Here is a list of the cities that have IHS clinics offering the scans.

  • Fairbanks, AK
  • Ft. Defiance, AZ
  • Hopi, AZ
  • Inscription House, AZ
  • Kayenta, AZ
  • Parker, AZ
  • Peach Springs, AZ
  • Phoenix, AZ
  • Salt River, AZ
  • San Carlos, AZ
  • Sells, AZ
  • Tuba City, AZ
  • Tucson, AZ
    • Pascua Yaqui Tribe
    • San Xavier
  • Fort Hall, ID
  • Lapwai, ID
  • Plummer, ID
  • Lawrence, KS
  • Cass Lake, MN
  • Crow Agency, MT
  • Ft. Belknap, MT
  • Winnebago, NE
  • Albuquerque, NM
  • Crown Point, NM
  • Jicarilla, NM
  • Mescalero, NM
  • Santa Fe, NM
  • Shiprock, NM
  • Elko, NV
  • Fallon, NV
  • McDermitt, NV
  • Reno Sparks, NV
  • Schurz, NV
  • Washoe, NV
  • Clinton, OK
  • Eufaula, OK
  • Ft.

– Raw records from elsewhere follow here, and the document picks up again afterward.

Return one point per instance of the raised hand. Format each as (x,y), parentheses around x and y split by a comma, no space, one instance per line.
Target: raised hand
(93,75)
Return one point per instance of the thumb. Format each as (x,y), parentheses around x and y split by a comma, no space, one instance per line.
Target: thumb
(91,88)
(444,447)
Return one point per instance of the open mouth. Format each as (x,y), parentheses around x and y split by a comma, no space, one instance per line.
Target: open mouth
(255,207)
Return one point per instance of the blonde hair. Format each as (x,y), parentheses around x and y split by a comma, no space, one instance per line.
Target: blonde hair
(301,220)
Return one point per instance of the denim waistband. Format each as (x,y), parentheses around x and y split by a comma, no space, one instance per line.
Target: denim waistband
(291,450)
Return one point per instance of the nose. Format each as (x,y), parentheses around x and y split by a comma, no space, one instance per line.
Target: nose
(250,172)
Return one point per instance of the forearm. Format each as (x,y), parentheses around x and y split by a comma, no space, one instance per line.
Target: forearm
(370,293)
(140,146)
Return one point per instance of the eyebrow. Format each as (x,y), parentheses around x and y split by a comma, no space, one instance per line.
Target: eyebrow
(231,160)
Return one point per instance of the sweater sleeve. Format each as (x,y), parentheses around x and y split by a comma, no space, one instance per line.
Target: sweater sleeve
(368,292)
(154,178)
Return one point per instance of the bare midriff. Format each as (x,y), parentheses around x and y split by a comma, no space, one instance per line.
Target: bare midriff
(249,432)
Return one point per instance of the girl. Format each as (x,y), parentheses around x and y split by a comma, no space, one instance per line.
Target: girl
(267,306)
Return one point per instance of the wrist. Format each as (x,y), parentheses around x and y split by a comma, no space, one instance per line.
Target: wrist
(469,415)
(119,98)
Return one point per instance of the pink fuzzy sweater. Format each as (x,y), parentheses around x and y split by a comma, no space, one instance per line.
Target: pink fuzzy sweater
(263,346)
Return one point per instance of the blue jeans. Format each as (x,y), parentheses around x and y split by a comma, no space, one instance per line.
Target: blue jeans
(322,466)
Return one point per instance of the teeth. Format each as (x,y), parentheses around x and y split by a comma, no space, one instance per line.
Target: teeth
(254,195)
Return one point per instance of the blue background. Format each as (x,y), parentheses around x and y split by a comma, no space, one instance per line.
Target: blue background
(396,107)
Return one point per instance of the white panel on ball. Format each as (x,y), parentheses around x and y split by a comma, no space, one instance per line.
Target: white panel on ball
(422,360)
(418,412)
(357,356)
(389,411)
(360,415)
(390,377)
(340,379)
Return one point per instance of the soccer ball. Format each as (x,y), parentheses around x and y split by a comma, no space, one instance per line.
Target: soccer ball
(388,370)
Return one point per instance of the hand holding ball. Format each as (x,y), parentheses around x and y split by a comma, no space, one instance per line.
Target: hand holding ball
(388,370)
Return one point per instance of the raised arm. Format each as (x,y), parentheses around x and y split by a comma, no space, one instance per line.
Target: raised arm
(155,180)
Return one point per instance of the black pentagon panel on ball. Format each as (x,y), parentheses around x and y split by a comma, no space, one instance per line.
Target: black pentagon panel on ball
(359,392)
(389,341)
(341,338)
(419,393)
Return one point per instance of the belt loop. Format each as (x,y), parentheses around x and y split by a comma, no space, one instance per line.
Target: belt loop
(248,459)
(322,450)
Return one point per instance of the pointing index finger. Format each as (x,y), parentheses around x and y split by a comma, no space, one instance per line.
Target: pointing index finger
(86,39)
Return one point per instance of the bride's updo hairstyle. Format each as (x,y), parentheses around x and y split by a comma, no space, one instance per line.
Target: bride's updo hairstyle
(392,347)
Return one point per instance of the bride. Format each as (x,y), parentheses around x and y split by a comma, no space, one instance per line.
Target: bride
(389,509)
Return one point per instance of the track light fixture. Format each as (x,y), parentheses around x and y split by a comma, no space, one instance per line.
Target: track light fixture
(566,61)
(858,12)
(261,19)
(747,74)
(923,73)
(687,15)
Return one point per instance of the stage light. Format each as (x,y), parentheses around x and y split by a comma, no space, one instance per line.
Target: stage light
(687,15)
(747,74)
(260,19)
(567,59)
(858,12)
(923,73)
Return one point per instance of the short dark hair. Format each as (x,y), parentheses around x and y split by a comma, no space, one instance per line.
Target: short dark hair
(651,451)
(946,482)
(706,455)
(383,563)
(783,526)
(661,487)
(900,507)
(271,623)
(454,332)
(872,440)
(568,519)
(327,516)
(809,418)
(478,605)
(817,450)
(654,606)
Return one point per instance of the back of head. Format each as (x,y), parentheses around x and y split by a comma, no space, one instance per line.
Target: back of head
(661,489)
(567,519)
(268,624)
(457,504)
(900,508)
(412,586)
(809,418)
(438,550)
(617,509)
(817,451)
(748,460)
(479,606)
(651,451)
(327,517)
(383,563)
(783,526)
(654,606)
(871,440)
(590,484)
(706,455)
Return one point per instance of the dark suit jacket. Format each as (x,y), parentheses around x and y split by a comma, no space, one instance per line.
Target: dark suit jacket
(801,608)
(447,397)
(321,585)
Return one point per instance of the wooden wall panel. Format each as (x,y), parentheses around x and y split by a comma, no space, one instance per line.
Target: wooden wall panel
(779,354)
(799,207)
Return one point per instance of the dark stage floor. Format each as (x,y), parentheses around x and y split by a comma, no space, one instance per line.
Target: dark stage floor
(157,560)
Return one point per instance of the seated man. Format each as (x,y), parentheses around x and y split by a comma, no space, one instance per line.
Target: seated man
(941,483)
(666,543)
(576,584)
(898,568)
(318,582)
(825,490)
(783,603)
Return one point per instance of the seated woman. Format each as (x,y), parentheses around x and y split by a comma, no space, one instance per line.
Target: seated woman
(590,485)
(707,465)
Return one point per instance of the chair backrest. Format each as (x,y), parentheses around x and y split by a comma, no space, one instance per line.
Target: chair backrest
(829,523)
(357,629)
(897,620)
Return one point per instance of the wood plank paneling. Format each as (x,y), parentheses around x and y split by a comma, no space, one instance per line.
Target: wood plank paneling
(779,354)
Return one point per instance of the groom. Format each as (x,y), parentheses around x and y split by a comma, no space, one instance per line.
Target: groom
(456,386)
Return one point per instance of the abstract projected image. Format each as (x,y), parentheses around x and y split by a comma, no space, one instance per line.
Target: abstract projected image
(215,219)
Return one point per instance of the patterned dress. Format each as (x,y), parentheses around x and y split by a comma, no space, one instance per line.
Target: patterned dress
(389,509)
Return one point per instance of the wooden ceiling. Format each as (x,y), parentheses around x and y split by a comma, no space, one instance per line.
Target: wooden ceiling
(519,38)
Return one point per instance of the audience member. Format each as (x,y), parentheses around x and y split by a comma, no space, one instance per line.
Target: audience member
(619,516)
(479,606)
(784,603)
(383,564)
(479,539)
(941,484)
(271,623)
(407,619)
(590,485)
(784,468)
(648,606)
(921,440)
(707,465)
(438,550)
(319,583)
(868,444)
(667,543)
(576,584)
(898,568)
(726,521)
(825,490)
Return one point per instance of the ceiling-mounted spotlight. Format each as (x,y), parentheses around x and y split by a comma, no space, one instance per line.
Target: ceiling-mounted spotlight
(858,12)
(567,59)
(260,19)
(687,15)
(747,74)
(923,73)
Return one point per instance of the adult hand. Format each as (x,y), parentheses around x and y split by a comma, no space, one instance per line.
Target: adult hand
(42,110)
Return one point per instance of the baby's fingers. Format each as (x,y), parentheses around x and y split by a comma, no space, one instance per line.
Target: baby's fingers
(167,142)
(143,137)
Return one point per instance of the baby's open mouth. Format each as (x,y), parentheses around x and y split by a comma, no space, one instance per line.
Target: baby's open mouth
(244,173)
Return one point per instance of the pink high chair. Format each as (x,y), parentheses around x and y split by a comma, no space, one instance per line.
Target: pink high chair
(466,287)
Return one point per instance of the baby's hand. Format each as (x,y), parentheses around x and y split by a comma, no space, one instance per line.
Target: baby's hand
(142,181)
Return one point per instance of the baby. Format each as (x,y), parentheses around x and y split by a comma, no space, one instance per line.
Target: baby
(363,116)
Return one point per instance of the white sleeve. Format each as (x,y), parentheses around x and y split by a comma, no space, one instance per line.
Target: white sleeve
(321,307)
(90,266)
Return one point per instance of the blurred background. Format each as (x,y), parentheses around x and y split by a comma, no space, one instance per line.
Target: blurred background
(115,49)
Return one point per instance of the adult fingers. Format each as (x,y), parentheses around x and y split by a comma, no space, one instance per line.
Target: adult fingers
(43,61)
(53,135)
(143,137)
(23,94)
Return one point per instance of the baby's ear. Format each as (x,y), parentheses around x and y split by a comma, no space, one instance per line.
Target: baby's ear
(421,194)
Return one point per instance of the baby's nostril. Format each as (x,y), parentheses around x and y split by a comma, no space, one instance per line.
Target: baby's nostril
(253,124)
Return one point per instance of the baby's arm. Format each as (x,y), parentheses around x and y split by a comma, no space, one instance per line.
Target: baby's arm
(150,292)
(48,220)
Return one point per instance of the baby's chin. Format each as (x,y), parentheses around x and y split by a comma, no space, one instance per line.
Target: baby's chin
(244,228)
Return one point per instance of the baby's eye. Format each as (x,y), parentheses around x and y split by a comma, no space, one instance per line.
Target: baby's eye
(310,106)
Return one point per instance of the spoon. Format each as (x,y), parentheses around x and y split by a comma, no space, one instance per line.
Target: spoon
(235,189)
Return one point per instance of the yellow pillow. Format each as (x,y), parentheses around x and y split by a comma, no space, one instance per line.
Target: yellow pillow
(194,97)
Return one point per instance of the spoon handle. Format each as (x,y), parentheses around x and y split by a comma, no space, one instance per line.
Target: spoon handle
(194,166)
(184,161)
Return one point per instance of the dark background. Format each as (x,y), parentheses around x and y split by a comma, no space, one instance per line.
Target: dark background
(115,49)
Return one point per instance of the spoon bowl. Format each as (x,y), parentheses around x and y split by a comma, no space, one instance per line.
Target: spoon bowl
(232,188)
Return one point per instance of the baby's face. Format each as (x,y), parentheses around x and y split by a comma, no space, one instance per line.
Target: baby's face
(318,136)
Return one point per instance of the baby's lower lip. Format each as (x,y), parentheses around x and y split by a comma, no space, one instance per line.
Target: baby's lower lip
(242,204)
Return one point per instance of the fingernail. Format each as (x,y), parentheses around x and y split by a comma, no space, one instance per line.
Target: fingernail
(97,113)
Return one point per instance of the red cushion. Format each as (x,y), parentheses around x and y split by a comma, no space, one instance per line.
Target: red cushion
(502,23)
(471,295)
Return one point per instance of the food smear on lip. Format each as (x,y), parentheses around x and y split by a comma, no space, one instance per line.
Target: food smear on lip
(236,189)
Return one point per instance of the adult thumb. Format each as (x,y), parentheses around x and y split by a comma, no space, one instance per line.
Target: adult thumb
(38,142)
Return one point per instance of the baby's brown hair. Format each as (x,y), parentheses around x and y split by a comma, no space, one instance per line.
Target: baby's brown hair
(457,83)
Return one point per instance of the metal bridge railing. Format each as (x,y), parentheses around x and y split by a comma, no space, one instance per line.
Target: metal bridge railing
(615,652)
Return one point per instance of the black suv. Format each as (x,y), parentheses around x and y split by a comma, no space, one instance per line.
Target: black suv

Yuma, OK
  • Lawton, OK
  • Oklahoma City, OK
  • Okmulgee, OK
  • Pawnee, OK
  • Tahlequah, OK
  • Wewoka, OK
  • Salem, OR
  • Warm Springs, OR
  • Rock Hill, SC
  • McLaughlin, SD
  • Pine Ridge, SD
  • Rosebud, SD
  • Livingston, TX
  • Nespelem, WA
  • Tacoma, WA
  • Wellpinit, WA
  • Yakima, WA

IHS Clinic Sites that are planning to offer JVN eye scans in the future:

  • Navajo Mountain, AZ
  • Mayetta, KS
  • Blanding, UT
  • Montezuma Creek, UT
  • Monument Valley, UT
Native Girl

There’s a world of beauty to see.

Keep your eyes healthy.

If you have diabetes, get your eyes checked once a year.

You can prevent vision loss.

You can keep seeing beautiful things for years to come.